A free radical catalyzed depolymerization process to convert intact lignocellulosic biomass to hydrocarbon fuel precursors and purified cellulose

Current sugar-platform biorefinery research has mainly focused on the degradation of polysaccharides while leaving the lignin as a waste product. In this study, a novel one-pot catalytic process was developed to selectively depolymerize the lignin fraction of intact lignocellulosic biomass to hydrocarbon fuel precursors, while leaving the solid cellulosic fraction in high purity. The catalysis was driven by free radical reactions that selectively degraded lignin through demethoxylation and subsequent beta-ether bond cleavage between subunits resulting in low weight aromatics and aliphatic acids (hydrocarbon precursors).
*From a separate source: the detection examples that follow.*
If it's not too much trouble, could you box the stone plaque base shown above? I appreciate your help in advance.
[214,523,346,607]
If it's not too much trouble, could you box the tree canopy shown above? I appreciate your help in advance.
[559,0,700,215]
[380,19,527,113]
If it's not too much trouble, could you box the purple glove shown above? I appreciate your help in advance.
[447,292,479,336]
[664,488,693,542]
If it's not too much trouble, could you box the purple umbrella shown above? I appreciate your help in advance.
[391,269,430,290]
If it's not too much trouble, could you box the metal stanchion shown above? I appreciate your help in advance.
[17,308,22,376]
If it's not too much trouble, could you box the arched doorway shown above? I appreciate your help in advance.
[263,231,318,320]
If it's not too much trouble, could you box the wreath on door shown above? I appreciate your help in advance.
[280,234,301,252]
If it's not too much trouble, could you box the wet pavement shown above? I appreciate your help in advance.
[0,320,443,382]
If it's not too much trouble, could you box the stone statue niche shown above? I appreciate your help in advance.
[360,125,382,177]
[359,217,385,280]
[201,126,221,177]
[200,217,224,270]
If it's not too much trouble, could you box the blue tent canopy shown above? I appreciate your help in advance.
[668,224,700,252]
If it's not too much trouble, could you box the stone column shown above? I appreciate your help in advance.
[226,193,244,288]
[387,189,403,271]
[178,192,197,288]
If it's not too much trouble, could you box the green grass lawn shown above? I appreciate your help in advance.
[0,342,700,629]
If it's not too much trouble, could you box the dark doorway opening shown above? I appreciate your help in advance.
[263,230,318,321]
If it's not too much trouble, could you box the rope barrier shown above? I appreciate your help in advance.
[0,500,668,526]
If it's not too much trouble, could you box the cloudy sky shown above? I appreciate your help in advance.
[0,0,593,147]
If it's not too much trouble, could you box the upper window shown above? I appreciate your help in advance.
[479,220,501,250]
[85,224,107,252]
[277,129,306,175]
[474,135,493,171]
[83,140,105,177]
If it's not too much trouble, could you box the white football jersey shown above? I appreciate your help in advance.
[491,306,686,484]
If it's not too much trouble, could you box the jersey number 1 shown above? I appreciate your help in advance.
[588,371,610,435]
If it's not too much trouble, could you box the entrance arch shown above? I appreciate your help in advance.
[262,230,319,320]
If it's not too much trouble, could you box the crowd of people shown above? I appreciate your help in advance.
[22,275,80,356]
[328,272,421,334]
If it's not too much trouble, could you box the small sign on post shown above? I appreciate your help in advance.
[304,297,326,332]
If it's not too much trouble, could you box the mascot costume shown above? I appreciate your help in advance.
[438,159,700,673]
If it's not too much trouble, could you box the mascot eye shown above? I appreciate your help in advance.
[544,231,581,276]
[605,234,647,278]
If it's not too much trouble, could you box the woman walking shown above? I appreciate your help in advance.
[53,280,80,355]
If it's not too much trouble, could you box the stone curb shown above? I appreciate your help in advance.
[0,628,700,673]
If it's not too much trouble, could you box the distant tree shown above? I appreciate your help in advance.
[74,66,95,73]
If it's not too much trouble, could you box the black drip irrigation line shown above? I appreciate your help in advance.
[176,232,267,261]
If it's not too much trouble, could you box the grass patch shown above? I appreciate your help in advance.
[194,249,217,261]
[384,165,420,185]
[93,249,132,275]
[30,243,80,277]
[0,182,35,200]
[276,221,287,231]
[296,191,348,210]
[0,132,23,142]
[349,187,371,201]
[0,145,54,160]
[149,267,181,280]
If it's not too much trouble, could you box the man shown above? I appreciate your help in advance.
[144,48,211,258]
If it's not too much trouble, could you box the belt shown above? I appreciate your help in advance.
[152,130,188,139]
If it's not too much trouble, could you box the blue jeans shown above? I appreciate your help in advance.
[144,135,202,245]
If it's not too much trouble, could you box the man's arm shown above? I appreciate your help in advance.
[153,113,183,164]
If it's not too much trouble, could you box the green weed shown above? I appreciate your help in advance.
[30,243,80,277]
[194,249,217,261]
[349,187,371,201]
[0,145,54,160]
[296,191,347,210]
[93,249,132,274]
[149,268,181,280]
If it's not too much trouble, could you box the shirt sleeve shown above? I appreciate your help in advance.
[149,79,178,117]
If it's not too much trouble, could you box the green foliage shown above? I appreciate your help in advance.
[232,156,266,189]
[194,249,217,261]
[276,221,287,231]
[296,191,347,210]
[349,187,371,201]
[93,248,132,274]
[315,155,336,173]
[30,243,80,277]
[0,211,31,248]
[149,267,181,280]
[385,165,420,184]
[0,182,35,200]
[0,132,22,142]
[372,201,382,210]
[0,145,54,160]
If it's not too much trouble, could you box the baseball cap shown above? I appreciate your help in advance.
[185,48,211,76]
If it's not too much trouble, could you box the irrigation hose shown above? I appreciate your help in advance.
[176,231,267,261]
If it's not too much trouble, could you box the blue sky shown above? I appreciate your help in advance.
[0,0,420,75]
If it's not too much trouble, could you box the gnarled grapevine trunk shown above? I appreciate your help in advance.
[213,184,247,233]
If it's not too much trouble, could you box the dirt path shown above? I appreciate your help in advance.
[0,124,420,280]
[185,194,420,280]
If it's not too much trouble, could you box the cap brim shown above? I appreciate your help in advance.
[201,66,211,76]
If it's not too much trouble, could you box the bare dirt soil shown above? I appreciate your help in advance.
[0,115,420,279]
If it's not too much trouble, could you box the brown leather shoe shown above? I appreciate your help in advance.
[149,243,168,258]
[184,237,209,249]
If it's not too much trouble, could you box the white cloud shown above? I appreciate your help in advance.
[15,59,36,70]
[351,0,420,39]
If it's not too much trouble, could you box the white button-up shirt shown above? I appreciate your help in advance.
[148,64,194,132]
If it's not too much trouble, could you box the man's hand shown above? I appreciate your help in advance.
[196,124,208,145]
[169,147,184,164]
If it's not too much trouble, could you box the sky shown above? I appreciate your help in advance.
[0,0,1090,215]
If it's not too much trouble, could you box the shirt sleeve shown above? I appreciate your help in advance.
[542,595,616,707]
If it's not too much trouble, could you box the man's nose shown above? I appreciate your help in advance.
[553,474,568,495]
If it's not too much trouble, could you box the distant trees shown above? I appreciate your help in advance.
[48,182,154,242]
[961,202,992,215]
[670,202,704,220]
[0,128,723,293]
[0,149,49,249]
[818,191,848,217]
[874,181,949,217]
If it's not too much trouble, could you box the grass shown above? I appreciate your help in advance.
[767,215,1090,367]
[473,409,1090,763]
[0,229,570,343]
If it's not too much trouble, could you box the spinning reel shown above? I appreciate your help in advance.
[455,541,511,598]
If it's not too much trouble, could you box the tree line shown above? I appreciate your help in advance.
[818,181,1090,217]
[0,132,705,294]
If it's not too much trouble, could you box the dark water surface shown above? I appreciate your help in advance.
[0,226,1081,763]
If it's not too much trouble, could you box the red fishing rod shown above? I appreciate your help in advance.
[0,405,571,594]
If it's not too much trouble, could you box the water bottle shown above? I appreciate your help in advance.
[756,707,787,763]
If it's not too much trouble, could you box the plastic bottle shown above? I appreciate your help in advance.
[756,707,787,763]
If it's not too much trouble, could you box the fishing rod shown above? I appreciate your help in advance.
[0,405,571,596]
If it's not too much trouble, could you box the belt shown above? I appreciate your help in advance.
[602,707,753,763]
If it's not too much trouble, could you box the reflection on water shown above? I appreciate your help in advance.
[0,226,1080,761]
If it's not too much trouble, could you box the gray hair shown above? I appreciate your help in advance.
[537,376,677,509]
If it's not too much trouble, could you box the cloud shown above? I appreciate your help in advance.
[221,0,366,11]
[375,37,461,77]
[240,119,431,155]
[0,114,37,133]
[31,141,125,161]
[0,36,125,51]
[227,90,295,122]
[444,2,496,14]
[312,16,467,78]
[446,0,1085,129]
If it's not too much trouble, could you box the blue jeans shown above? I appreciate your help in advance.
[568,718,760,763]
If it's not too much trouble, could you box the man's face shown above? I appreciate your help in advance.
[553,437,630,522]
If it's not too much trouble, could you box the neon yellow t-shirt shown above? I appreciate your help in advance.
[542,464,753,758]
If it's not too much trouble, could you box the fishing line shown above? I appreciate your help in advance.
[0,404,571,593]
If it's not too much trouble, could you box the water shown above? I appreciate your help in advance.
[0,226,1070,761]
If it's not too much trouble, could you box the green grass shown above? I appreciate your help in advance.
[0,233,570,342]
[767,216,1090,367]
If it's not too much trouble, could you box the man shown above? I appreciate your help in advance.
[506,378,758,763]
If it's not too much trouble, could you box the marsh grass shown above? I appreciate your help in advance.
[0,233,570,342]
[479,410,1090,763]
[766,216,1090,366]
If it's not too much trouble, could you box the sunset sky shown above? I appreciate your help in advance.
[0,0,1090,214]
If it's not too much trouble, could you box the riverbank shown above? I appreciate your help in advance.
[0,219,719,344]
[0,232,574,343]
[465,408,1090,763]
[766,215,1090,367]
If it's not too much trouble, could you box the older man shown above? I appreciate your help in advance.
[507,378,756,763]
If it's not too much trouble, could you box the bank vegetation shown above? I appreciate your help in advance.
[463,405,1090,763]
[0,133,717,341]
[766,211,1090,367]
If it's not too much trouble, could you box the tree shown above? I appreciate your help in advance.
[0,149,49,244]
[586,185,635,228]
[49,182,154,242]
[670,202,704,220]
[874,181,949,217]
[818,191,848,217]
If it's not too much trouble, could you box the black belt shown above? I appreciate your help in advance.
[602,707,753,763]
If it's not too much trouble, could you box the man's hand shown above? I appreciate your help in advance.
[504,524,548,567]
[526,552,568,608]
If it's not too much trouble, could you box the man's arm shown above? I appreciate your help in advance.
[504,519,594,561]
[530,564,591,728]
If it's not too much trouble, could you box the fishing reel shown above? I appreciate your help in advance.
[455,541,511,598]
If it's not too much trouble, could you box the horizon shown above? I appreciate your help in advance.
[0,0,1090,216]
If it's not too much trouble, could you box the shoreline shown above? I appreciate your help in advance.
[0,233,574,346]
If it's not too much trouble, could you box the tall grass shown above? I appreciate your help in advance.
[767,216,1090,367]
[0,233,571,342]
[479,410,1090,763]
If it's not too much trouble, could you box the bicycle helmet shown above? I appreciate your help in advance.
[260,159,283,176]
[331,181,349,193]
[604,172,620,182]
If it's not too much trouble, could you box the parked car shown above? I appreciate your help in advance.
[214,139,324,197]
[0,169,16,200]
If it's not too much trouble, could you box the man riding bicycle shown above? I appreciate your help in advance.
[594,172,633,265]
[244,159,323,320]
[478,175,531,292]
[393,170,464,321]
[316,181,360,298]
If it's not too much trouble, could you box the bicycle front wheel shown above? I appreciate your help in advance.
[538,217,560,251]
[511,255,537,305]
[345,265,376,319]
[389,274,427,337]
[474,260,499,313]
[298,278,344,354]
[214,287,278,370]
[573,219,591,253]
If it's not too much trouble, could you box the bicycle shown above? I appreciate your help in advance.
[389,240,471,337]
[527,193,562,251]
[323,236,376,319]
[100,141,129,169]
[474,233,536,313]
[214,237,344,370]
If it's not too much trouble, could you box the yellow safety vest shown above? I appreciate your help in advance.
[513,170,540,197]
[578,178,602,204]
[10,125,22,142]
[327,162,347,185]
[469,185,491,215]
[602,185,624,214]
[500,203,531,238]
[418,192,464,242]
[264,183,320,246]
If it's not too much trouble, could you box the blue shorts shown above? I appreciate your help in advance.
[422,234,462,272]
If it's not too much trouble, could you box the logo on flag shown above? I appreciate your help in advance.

The degradation to the cellulose was minimal. The catalyst’s free radical mechanism was discovered through previous work in which hydrocarbon precursors were obtained from pure lignin in yields up to 66%. The one-pot reaction produced a biphasic liquid that included water solubles and organic oil. The organic phase was extracted by dichloromethane and consisted of the target hydrocarbon precursors. The water soluble phase was mainly monomer or oligomer sugars from hemicellulose. The residual solid fraction was highly purified cellulose, which could be directly used for materials or further hydrolyzed to produce fuels or chemicals. The catalysts chosen for experimentation were composed of low-cost metals and oxidants. This new research successfully demonstrates a controlled free radical depolymerization of the lignin fraction of intact lignocellulosic biomass.